JOHNS CREEK, Ga. — At any pharmacy in the country, patrons can fill their prescription or purchase over-the-counter drugs, probably pick up some snacks or basic household goods.
Customers at family-owned Lily’s Pharmacy in Johns Creek can get something extra, a free lesson on the complicated world of pharmaceutical pricing, insurance regulations and healthcare benefit managers.
Last year, owners Jennifer and Mike Shannon worked with lobbyists and legislators to help pass the Pharmacy Anti-Steering and Transparency Act.
The Georgia law prohibits insurers and pharmacy benefit managers who have ownership in a pharmacy from steering patients to that business. Violations are punishable with fines or possible loss of license.
Jennifer said the law was a big win, not just for independent pharmacies but for patients, who experience better health outcomes when they know their pharmacists and deserve choice in their healthcare providers.
“I think people always need a choice for where they want to go,” Jennifer said. “Obviously, we wouldn’t have fought for that law if we didn’t believe that, but the scary part for me is whatever laws we put in place, they’re blatantly ignored.”
Jennifer said she still sees patients “every day, all day” with insurance plans that steer them to a chain or mail-order pharmacy. In the few months since the law went into effect, Lily’s Pharmacy has collected a stack several inches high of papers that say things like, “Refills not covered, must go to CVS.”

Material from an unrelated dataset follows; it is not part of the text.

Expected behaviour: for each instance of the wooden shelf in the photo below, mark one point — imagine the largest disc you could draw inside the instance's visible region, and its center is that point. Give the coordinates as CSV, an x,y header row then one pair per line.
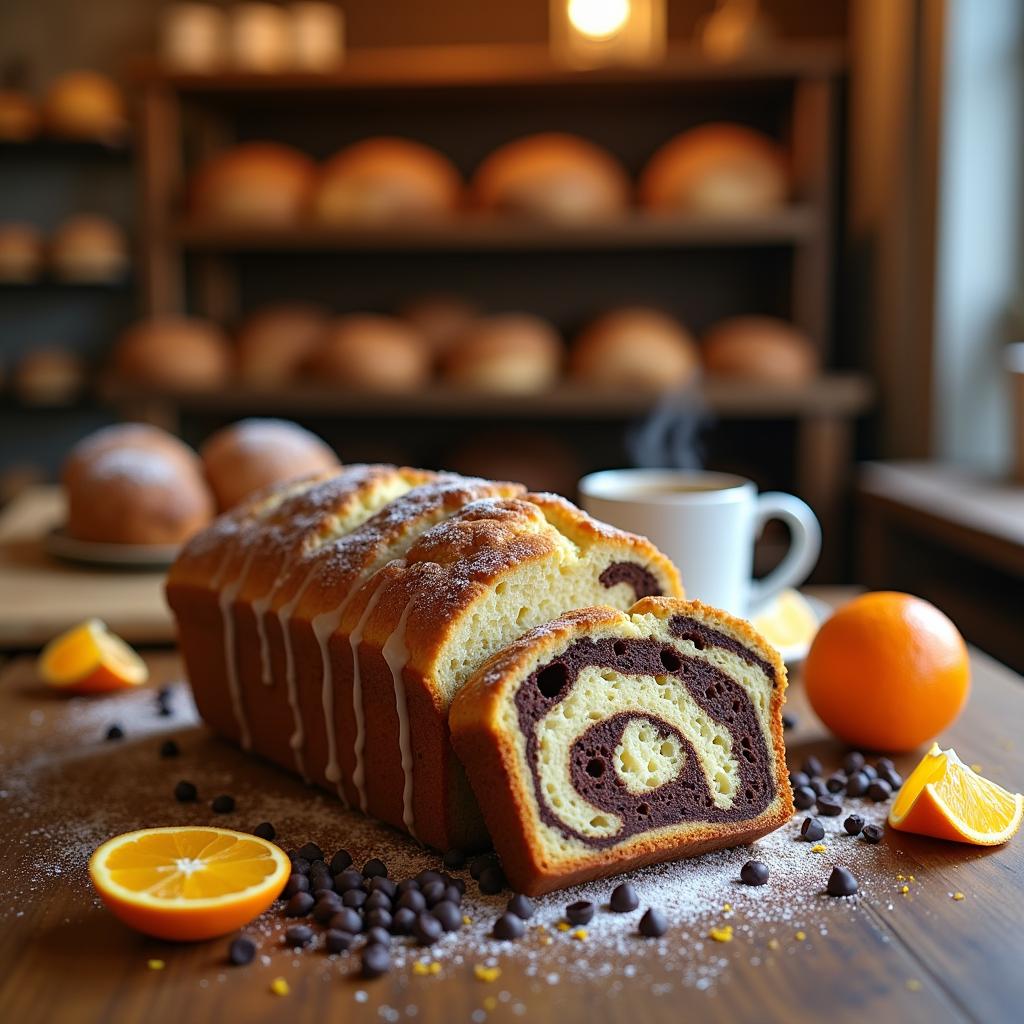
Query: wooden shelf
x,y
832,395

Pharmacy benefit managers act as a bridge between insurance providers, drug manufacturers and pharmacies. In theory, benefit managers use collective buying power to negotiate lower drug prices.

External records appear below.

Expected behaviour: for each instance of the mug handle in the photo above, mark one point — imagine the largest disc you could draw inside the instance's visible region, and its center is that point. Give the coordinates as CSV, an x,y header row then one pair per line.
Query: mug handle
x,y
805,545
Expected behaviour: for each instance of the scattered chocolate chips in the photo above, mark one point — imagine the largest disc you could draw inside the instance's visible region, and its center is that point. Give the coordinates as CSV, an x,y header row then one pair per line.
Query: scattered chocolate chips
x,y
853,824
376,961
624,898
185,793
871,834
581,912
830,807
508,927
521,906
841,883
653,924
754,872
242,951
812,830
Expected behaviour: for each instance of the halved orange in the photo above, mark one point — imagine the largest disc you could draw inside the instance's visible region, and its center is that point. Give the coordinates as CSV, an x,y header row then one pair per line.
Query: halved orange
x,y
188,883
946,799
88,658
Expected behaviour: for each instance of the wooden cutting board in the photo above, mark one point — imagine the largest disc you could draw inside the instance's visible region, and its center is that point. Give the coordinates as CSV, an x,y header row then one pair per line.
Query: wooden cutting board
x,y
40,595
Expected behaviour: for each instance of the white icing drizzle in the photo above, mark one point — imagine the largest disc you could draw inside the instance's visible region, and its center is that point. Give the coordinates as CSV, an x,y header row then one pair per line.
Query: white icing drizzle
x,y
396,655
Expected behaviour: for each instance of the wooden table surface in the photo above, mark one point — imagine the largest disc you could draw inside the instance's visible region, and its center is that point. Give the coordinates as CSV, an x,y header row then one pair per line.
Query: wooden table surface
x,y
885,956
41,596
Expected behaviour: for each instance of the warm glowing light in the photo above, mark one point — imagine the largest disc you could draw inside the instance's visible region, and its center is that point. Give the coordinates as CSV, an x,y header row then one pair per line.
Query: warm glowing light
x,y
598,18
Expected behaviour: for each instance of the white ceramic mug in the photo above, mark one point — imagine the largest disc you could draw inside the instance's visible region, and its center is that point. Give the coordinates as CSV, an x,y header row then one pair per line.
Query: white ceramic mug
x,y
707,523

However, these middlemen have increasingly come under scrutiny for a lack of transparency and conflicts of interests. For example, one of the largest pharmacy benefit managers, CVS Health (formerly known as Caremark), also owns the county’s largest pharmacy chain.

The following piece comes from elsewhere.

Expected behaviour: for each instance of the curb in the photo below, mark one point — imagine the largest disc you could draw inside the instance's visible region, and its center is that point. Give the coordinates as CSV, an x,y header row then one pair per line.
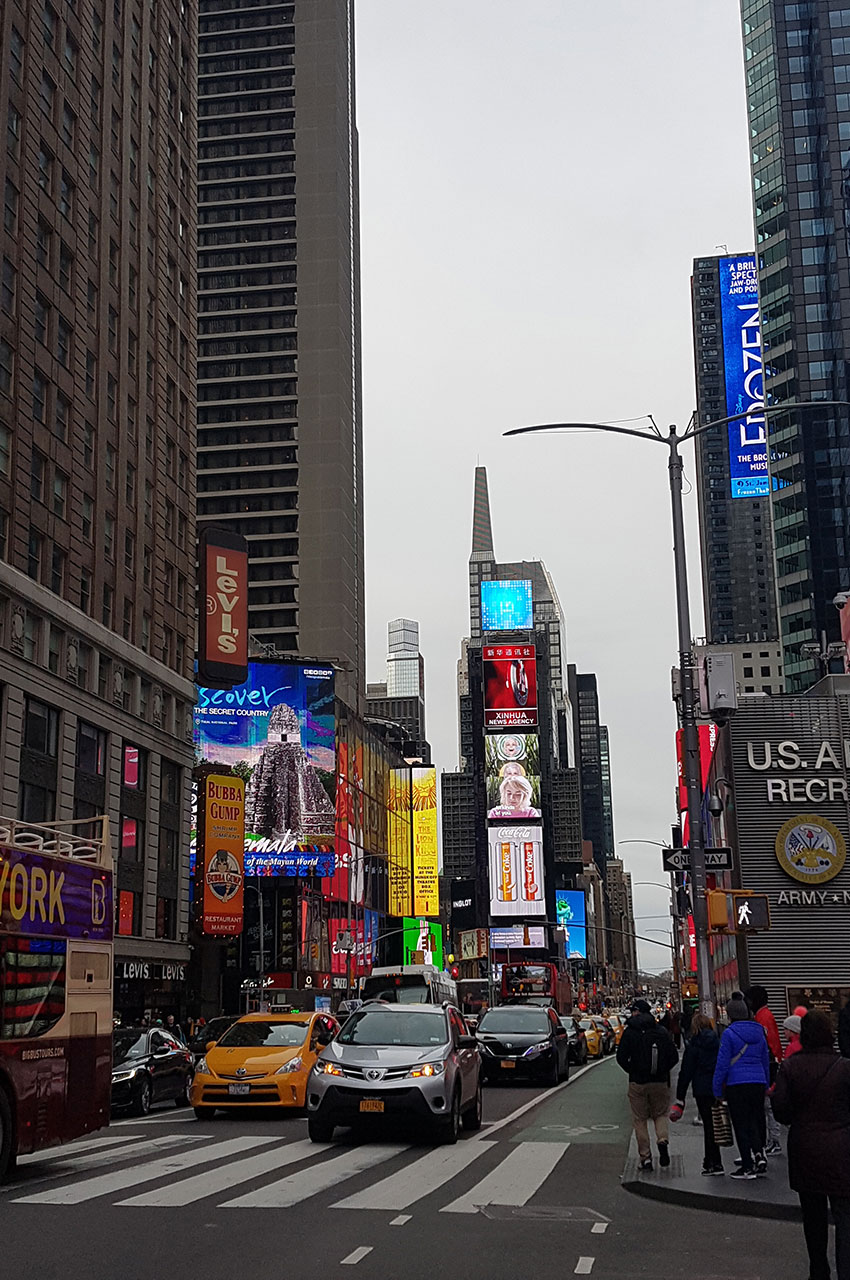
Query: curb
x,y
736,1205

Before the Legislature suspended its session because of concerns over the coronavirus, both chambers were working on bills with bipartisan support that would have further regulated pharmacy benefit managers, required more pricing transparency and closed loopholes left by last year’s act.
“The whole industry has become so convoluted, and they’re all blaming each other,” Jennifer said. “I hope that everyone gets past the talking points and down to the level of what actually is happening.”
Take the claim that pharmacy benefit managers ensure patients get the best prices for the drugs they need. The Shannons say the opposite is often true.
Like Advil and Ibuprofen, many prescription treatments have a brand-name or specialty version and a less expensive generic version. Some insurance plans only cover the brand-name version.
“The problem is everyone just says, ‘I’ll do what my plan tells me to,’” Jennifer said.
The brand-name drugs often cost hundreds of dollars more, meaning patients sometimes end up paying more through a co-pay than they would have if they bought the generic drug out-of-pocket.
“They’ve worked out a sweetheart deal with the drug manufacturer to get a rebate on the back end,” Mike said. “If I’m the PBM and I move market share to your drug, I’ll get a bigger rebate. The patients don’t get a benefit from that.”
To get around these steering practices, in many cases Lily’s Pharmacy is able to offer competitive cash pricing, Mike said. If that doesn’t work, patients can call member services and ask to opt-out.
If patients call and are still told they have to use a specific pharmacy or mail-order service, they can make a complaint to the state Board of Pharmacy. The Shannons said a few Lily’s Pharmacy customers have done so.
“Our patients fight it because we’re so vocal about it,” Mike said. “We’re actively showing people that they have a choice.”
However, most patients are not even aware of the law and do not have the time, energy or know-how to advocate for themselves, they said.
The Shannons say they want to help educate people. They have received calls from pharmacists across country who are trying to help their state pass anti-steering legislation similar to Georgia’s law.
“The good thing about this year is that more pharmacists are willing to speak up and it’s not just me,” Jennifer said. “I don’t care about getting credit. I just want it to ripple.”